An American aristocrat - a descendant of founding father John Jay - Susan Mary Alsop (1918 - 2004) with husband, Joe Alsop, brought together the movers and shakers of not just the United States, but the world. Henry Kissinger remarked that more agreements were concluded in her living room than in the White House.
Born in Rome, brought up in Argentina and the United States, Susan Mary arrived in Paris in 1945 to join her first husband, Bill Patten. There she witnessed 'history on the boil' at dinners with Winston Churchill, Duff Cooper (the British ambassador and the love of her life), FDR, Greta Garbo, and many others.
A year after Patten's death in 1960, she married the renowned journalist and legendary power broker Joe Alsop and moved with her two children into his home on Dumbarton Avenue, in the heart of Gerogetown. It was the golden years of John F. Kennedy's presidency and Susan Mary, dubbed 'the second lady of Camelot,' hosted dinner parties that were the epitome of political power and social arrival. She reigned over Georgetown society for four decades; her house was the gathering place for everyone of importance, including John F. Kennedy, Katharine Graham, Robert McNamara, and Henry Kissinger.

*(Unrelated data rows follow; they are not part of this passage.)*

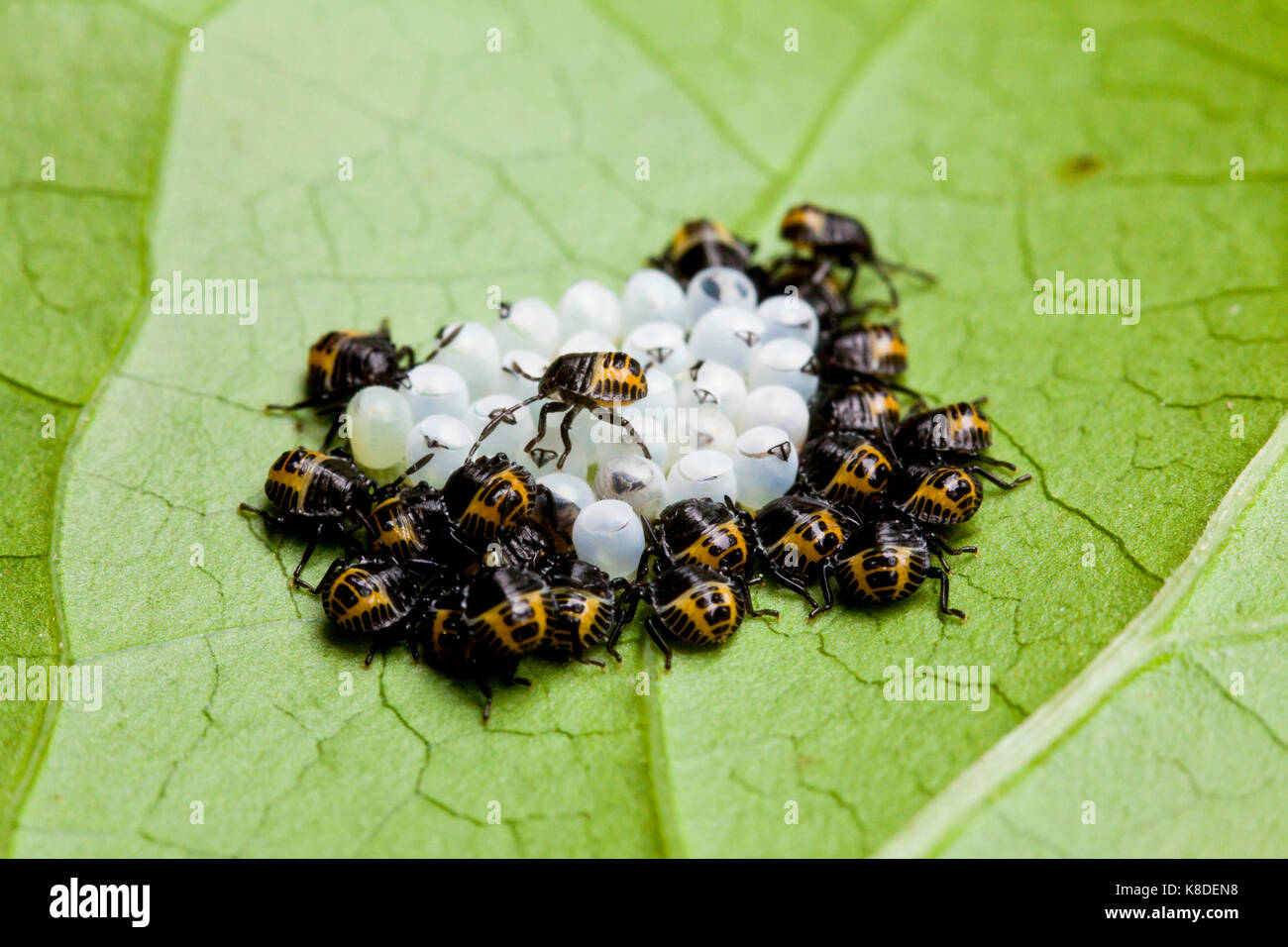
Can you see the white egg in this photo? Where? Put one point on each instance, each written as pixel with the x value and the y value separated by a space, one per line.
pixel 658 344
pixel 589 305
pixel 571 495
pixel 790 317
pixel 608 534
pixel 510 436
pixel 702 474
pixel 612 441
pixel 786 363
pixel 378 420
pixel 634 480
pixel 588 341
pixel 436 389
pixel 777 406
pixel 447 438
pixel 729 335
pixel 715 385
pixel 706 428
pixel 472 350
pixel 765 463
pixel 528 324
pixel 520 372
pixel 661 392
pixel 545 453
pixel 652 295
pixel 719 286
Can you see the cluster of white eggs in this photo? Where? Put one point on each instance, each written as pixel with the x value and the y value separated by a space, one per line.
pixel 729 379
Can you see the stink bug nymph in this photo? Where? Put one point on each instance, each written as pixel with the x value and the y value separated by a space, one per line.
pixel 799 538
pixel 888 560
pixel 342 363
pixel 581 380
pixel 318 497
pixel 696 604
pixel 953 436
pixel 370 596
pixel 700 244
pixel 837 239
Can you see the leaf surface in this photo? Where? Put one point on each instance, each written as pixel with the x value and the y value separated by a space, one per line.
pixel 518 169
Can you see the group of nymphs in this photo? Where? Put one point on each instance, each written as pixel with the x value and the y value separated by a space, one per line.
pixel 483 573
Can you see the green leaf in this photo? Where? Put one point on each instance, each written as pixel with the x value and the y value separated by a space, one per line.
pixel 516 169
pixel 1172 741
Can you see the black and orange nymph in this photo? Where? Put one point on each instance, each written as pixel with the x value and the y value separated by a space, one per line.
pixel 372 598
pixel 832 239
pixel 799 538
pixel 952 436
pixel 600 381
pixel 692 603
pixel 719 536
pixel 320 497
pixel 889 558
pixel 343 361
pixel 700 244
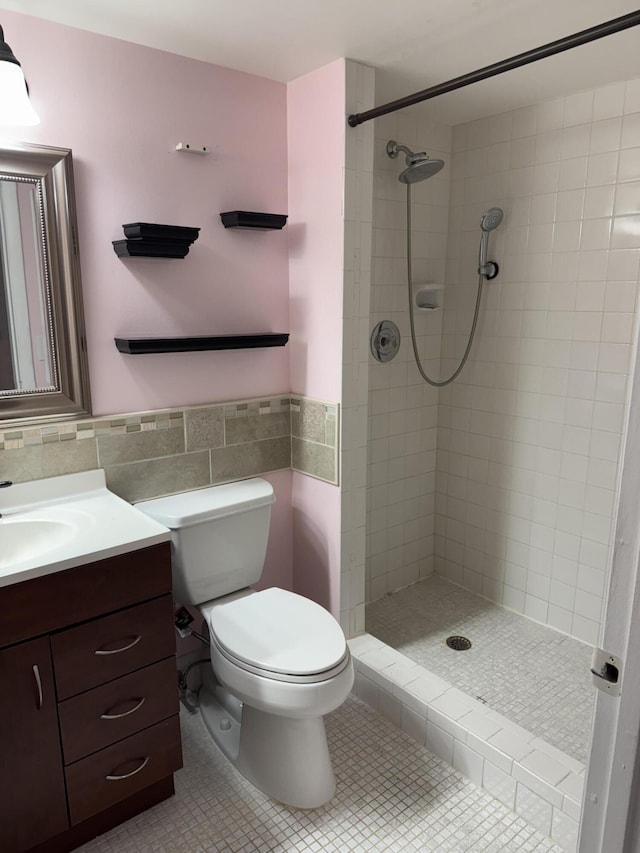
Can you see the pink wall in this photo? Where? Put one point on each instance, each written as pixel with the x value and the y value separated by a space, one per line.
pixel 316 135
pixel 122 108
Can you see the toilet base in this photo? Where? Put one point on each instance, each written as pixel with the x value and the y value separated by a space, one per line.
pixel 286 757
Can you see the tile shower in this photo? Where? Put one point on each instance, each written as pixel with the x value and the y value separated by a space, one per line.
pixel 504 483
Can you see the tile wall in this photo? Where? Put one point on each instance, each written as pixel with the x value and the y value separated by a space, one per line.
pixel 529 437
pixel 403 408
pixel 149 454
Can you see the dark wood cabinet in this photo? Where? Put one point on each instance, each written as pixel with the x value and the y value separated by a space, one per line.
pixel 89 728
pixel 32 789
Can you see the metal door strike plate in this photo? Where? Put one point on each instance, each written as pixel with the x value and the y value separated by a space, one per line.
pixel 607 672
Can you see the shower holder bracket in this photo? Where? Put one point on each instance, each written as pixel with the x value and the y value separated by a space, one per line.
pixel 385 341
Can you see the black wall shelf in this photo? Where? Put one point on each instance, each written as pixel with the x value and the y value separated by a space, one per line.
pixel 249 219
pixel 144 346
pixel 150 240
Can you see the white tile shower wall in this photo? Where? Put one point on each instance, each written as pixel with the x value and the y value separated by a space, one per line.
pixel 529 437
pixel 358 191
pixel 402 407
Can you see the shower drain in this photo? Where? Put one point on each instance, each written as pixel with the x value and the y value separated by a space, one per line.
pixel 460 644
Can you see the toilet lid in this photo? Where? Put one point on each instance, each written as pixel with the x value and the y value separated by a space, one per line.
pixel 278 631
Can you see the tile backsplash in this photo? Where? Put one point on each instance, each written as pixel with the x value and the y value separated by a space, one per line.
pixel 154 453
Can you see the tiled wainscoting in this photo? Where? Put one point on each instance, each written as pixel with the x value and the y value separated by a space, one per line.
pixel 148 454
pixel 541 784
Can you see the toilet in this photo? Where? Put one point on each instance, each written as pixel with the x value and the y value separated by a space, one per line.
pixel 279 661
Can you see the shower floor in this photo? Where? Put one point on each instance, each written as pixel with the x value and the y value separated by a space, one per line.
pixel 533 675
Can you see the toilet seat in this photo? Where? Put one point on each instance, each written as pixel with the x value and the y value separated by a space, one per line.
pixel 277 634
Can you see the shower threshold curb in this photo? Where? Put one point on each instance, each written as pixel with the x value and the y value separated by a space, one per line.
pixel 540 783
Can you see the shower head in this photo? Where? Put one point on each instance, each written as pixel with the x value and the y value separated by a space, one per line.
pixel 419 166
pixel 491 218
pixel 489 221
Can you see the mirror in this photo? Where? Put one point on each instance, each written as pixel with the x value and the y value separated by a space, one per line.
pixel 43 365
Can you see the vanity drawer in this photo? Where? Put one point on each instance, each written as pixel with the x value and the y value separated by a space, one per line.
pixel 113 774
pixel 113 711
pixel 102 650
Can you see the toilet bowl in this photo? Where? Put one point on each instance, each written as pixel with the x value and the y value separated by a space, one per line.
pixel 279 661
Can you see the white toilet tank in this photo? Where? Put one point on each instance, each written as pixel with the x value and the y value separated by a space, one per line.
pixel 218 537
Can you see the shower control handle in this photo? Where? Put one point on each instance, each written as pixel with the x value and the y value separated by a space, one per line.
pixel 489 270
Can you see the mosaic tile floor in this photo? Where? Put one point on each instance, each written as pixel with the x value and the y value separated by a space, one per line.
pixel 531 674
pixel 393 796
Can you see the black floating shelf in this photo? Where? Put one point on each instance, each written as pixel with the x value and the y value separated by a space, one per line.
pixel 150 240
pixel 249 219
pixel 144 346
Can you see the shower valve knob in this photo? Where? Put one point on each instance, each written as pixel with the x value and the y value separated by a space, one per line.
pixel 489 270
pixel 385 341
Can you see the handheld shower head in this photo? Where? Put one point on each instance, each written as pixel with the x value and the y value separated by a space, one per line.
pixel 489 221
pixel 491 218
pixel 419 165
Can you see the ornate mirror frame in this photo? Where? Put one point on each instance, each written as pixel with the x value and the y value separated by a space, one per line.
pixel 51 172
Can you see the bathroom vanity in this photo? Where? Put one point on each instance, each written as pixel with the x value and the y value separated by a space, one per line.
pixel 89 726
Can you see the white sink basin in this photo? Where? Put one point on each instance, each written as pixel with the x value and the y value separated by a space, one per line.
pixel 61 522
pixel 26 535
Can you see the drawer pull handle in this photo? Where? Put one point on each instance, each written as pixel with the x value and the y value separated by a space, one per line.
pixel 114 778
pixel 130 645
pixel 36 675
pixel 109 716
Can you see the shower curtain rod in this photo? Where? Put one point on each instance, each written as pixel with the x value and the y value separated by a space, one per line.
pixel 553 47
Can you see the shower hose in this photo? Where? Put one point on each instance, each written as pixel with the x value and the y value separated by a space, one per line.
pixel 436 383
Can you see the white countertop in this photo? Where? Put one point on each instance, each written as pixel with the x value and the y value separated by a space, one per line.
pixel 59 523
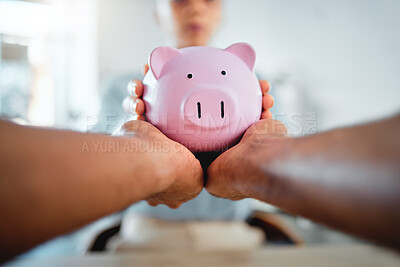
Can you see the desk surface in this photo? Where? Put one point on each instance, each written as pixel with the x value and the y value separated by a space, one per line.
pixel 346 255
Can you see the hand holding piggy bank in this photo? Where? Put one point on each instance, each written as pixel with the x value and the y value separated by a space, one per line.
pixel 203 97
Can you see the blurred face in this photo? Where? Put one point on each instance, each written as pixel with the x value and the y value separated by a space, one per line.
pixel 195 20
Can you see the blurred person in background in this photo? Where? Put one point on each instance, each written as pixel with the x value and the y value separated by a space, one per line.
pixel 186 23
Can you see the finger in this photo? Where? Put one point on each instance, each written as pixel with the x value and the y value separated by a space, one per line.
pixel 135 88
pixel 266 115
pixel 268 101
pixel 174 205
pixel 152 203
pixel 145 69
pixel 133 105
pixel 264 86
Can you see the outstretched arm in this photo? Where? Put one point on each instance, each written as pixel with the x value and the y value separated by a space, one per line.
pixel 347 178
pixel 55 181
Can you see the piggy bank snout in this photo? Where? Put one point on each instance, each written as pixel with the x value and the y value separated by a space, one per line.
pixel 209 108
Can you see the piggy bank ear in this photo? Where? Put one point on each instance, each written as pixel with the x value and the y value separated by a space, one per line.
pixel 159 57
pixel 245 52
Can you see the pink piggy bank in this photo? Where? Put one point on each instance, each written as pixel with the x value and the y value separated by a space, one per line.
pixel 203 97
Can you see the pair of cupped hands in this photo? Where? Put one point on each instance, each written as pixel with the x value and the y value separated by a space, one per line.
pixel 180 173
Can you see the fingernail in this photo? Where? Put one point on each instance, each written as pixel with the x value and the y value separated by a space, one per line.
pixel 132 88
pixel 134 105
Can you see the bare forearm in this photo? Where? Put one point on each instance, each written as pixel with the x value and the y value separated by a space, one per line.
pixel 55 181
pixel 347 178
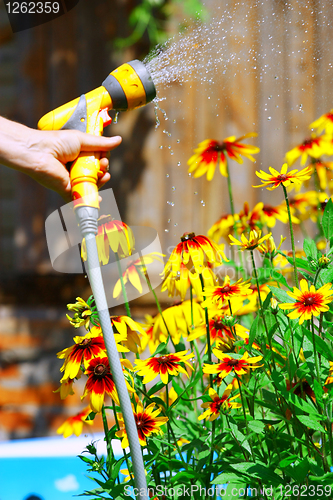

But the Alsops' marriage was unworkable, and in 1973 they divorced. Susan Mary then embarked on a literary career, publishing four books and becoming a contributing editor to Architectural Digest . She died in Georgetown at the age of eighty-six.
In American Lady , the first biography of Susan Mary Alsop, Caroline de Margerie reveals the complex and fascinating woman who truly witnessed, in novelist Nancy Mitford's words, 'history on the boil'.